Apple Watch ECG health feature has been approved by the Chinese regulatory authority. In a new ‘Medical Device Approval Document’ published by China’s National Medical Products Administration, Apple’s “Mobile ECG atrial fibrillation reminder software” was listed on top.
Apple Watch is marketed is not only as a smartwatch but a health monitoring device. Right from the wrist, users can track their calories, activity, blood oxygen level, monitor sleep patterns, measure their electrocardiogram (ECG) to check for any heartbeat irregularity, and much more. However, Apple Watch ECG feature was not released worldwide because it needs to be approved by the medical authority of each country. And after approval, the heart monitoring feature will now also be available in China along with 76 other countries.

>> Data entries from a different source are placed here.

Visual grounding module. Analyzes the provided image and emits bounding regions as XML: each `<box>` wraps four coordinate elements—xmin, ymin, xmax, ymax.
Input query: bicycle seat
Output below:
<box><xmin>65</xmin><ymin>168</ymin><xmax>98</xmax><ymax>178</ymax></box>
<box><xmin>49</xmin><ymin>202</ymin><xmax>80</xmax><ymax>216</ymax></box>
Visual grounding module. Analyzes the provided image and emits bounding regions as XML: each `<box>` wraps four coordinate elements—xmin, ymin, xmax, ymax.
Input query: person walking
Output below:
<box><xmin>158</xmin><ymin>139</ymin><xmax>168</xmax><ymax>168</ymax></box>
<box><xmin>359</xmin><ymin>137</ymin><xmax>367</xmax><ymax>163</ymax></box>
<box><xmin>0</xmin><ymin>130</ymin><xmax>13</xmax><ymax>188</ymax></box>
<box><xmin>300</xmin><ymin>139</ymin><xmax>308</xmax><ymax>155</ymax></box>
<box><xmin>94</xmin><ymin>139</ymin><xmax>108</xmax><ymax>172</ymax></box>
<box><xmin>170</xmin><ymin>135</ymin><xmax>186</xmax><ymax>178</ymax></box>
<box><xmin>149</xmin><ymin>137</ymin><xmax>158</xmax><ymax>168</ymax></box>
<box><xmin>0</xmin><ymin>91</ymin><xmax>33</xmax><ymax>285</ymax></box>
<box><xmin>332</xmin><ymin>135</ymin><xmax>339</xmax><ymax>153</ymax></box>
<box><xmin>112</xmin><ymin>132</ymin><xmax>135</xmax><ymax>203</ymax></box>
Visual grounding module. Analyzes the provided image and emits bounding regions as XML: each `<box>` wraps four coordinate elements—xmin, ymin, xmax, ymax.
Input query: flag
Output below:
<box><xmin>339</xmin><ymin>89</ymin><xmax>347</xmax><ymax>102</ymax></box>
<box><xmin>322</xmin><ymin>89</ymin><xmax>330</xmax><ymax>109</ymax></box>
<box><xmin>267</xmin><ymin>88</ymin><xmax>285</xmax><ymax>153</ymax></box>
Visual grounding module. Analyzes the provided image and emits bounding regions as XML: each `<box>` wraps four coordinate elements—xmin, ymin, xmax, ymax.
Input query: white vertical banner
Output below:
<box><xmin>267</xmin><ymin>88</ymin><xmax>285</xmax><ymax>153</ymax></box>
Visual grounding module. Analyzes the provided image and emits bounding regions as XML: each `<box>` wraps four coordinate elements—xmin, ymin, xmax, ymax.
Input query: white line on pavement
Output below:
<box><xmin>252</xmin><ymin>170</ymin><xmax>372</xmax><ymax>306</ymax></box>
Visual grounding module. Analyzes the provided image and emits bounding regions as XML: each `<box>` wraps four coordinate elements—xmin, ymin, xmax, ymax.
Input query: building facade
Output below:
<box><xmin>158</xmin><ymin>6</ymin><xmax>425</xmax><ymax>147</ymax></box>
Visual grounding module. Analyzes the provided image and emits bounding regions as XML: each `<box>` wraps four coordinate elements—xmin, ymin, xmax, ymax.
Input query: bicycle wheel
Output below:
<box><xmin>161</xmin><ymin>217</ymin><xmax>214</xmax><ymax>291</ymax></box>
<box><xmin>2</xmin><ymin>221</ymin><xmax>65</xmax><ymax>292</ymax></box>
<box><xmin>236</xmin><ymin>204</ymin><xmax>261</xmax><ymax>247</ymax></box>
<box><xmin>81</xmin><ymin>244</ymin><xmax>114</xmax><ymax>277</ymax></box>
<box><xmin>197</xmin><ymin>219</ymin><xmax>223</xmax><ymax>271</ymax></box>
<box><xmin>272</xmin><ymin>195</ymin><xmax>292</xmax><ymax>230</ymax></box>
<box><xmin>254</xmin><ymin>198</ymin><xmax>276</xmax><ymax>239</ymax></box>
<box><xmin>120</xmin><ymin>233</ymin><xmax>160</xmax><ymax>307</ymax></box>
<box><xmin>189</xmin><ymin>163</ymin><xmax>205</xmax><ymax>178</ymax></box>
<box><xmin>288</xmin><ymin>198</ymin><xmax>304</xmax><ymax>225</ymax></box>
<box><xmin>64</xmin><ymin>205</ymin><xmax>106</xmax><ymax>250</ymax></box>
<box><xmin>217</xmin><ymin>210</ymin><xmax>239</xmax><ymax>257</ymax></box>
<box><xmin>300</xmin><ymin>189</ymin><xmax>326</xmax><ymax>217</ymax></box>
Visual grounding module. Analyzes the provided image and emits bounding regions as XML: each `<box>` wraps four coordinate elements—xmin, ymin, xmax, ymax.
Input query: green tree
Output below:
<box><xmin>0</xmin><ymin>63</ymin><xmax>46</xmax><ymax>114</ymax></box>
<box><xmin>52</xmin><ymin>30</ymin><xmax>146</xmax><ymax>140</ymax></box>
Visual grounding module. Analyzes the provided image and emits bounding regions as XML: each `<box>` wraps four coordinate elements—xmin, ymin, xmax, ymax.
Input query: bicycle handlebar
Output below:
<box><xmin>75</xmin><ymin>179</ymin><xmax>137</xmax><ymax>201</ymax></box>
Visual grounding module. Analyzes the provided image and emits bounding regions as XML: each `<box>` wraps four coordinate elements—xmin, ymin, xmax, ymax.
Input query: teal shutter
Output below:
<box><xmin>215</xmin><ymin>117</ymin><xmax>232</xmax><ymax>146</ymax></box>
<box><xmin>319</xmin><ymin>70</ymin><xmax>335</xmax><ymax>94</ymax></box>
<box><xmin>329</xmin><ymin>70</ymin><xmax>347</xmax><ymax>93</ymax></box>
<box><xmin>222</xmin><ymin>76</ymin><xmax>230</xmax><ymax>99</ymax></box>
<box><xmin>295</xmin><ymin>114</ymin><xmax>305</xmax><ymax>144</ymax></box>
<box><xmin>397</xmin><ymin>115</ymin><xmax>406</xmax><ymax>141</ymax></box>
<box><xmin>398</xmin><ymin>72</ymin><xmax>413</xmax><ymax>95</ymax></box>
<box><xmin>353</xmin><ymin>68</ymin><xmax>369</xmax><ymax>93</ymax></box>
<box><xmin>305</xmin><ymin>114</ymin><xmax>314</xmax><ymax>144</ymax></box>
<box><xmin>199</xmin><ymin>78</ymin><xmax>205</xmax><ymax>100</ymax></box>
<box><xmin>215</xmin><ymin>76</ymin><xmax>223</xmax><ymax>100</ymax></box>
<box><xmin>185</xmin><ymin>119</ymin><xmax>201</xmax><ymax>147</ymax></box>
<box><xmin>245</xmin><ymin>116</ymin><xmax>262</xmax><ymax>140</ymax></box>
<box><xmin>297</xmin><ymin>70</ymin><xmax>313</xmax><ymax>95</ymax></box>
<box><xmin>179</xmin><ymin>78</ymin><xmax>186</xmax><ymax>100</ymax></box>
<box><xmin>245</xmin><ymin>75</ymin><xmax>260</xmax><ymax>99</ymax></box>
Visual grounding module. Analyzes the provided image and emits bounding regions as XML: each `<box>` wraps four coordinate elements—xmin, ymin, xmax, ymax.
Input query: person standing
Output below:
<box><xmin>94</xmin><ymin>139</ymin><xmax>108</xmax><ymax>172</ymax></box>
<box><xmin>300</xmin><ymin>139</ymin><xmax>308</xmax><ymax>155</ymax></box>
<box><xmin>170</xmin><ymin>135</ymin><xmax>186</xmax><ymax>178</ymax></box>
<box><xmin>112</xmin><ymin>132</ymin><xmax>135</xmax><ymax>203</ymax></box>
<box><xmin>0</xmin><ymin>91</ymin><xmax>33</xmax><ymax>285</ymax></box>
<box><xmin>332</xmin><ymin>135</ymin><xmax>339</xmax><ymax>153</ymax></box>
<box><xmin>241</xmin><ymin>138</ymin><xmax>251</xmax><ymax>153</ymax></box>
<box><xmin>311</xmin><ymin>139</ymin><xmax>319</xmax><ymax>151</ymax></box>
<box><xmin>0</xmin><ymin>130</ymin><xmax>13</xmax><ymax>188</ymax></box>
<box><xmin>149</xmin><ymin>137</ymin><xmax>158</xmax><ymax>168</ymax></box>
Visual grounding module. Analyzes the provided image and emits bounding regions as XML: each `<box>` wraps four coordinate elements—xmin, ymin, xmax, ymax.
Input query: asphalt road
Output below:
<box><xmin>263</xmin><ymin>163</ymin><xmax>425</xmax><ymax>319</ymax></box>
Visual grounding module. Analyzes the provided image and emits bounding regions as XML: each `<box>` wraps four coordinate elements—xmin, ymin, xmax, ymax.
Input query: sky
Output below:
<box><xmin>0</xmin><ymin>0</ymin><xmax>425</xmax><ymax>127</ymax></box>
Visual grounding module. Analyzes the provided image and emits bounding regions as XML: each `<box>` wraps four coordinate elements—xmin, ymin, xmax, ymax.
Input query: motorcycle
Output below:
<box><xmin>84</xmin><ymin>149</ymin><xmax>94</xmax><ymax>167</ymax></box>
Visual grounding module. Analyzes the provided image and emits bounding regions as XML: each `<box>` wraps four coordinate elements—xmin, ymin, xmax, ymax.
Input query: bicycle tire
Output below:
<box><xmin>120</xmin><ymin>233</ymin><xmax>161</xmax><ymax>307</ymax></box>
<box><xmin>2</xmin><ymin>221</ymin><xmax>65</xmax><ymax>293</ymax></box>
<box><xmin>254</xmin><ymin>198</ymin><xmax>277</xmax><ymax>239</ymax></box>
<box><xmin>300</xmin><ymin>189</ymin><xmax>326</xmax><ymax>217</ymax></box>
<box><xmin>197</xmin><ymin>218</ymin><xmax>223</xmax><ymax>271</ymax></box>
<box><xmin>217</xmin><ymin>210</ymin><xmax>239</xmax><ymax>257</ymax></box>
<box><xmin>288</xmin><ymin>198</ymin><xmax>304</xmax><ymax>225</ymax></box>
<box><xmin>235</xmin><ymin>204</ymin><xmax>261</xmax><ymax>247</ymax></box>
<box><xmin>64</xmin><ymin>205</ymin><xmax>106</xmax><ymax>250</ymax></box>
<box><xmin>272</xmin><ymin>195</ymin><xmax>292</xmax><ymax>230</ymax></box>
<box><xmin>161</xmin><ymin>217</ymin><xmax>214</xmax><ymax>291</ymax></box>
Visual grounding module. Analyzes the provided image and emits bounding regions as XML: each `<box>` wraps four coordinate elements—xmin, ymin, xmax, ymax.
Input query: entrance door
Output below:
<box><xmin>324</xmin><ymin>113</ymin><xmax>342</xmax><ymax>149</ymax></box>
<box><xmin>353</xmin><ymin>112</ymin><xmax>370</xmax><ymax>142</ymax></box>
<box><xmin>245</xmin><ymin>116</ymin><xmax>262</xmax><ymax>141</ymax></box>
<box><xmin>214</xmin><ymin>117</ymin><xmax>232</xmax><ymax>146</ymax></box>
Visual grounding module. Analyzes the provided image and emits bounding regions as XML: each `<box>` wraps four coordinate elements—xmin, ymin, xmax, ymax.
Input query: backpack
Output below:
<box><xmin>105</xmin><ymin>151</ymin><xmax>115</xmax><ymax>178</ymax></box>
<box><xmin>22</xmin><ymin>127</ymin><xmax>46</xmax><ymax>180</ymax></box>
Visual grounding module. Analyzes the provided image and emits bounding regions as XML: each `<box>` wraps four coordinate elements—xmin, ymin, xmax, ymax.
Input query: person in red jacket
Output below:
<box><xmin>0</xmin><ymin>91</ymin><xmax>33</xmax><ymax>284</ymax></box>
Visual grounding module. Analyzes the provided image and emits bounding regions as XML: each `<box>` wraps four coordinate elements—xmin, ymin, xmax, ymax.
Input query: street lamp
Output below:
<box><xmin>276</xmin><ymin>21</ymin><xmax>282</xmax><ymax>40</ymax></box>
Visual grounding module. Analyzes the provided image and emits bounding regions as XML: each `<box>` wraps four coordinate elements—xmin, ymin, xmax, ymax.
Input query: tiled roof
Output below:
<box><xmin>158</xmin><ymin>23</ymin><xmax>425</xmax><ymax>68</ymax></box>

The ECG app can record your heartbeat and rhythm using the electrical heart sensor on Apple Watch Series 4, Series 5, or Series 6* and then check the recording for atrial fibrillation (AFib), a form of irregular rhythm.
The ECG app records an electrocardiogram which represents the electrical pulses that make your heart beat. The ECG app checks these pulses to get your heart rate and see if the upper and lower chambers of your heart are in rhythm. If they’re out of rhythm, that could be AFib. – Apple
After approval, Apple Watch ECG feature available in watchOS 8 beta 2 in China
Although the published document does not mention when the ECG feature will officially launch in China, ITHome shared on Webio that the feature is live on watchOS 8 beta 2.
A netizen @海涛RUNner contributed that after upgrading his Apple Watch 5 to watchOS 8 Beta 2, the ECG function can be used normally.
In December 2020, Apple updated the Apple Watch ECG app to version 2.0. The new update included changes in the Atrial fibrillation range, low heart rate measurements, reading classification, and more.
- The updated app now allows AFib (Atrial fibrillation) to check between 50 and 150 BPM. This means that heart rate below 50 and above 150 BPM will give inconclusive results. The previous version can check for AFib between 50 to 120 BPM.
- Poor Recording is a new classification on the app which alerts the users to check for deterrents affecting a successful reading like loose Apple Watch, the position of the arm, sweat, electronic interferences, and others.
- In the updated version 2 of the ECG app, the rate of successful reading is higher than the previous version 1.